# Quality Low Cost Ammo.



## FloridaGuy (Sep 23, 2012)

This is a question that probable been asked before but here goes. I am shooting on average 1000 rounds a week across all of my guns. The calibers are as follows 9mm,.40cal and .38/.357 Mag and sometimes I'll shoot the M&P.22LR. This is getting to be really expensive at an average cost of $15 a box of 50 rounds. Where is the best place to purchase low cost good quality ammo?

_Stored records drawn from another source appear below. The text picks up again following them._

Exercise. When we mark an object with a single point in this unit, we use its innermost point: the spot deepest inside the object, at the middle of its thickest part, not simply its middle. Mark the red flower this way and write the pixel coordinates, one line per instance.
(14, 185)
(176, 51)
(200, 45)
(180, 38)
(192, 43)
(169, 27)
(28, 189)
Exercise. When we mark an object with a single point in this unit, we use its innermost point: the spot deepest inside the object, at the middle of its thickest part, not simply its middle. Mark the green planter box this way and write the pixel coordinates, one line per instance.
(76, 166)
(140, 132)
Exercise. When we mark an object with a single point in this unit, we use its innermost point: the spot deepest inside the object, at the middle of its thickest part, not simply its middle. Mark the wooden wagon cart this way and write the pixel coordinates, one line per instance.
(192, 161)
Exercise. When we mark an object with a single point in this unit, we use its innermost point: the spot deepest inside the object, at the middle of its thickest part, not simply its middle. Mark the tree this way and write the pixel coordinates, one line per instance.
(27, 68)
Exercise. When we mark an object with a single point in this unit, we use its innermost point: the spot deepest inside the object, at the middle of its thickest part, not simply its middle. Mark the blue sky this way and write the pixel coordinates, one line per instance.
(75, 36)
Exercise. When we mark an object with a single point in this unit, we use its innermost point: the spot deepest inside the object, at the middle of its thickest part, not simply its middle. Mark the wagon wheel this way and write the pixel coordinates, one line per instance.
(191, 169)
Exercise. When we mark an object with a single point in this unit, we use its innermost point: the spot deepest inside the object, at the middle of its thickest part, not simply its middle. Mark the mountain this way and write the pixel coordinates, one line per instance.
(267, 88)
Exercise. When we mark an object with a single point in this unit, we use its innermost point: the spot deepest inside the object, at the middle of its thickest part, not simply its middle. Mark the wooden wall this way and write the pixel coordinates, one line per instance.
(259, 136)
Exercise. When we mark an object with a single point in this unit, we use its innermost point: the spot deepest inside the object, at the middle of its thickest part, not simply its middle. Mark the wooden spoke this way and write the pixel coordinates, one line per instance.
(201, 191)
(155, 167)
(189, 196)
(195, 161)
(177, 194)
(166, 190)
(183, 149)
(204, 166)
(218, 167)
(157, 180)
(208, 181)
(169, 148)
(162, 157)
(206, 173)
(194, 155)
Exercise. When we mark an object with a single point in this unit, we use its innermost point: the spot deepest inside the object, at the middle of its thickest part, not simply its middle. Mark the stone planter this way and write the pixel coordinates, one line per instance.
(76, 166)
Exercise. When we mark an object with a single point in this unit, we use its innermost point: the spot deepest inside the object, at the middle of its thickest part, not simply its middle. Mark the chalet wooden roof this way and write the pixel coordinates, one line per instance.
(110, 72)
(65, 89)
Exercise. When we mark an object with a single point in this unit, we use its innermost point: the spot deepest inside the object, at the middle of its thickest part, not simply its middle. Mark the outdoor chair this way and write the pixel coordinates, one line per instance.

The range I shoot at only allow ammunition with Brass casings no aluminum or steel and no Russian ammunition.


FG


----------



## berettabone (Jan 23, 2012)

Since I do not shoot nearly as much as you, I usually buy Blazer Brass from Gander Mtn., when they have the sale on 250 or 350 rd. boxes...for me, it comes out to about 29 cents a shot.


----------



## hideit (Oct 3, 2007)

mail order
check gander mtn, cheaper than dirt and midwayusa


----------



## beejabbers (Nov 4, 2010)

If you don't mind a lot of email, get on the mailing lists of a number of different internet ammo sellers. There are lots of sales available on the internet(don't forget to consider the cost of shipping). Also, in my area there is a shop that sells by the case at very good prices.


----------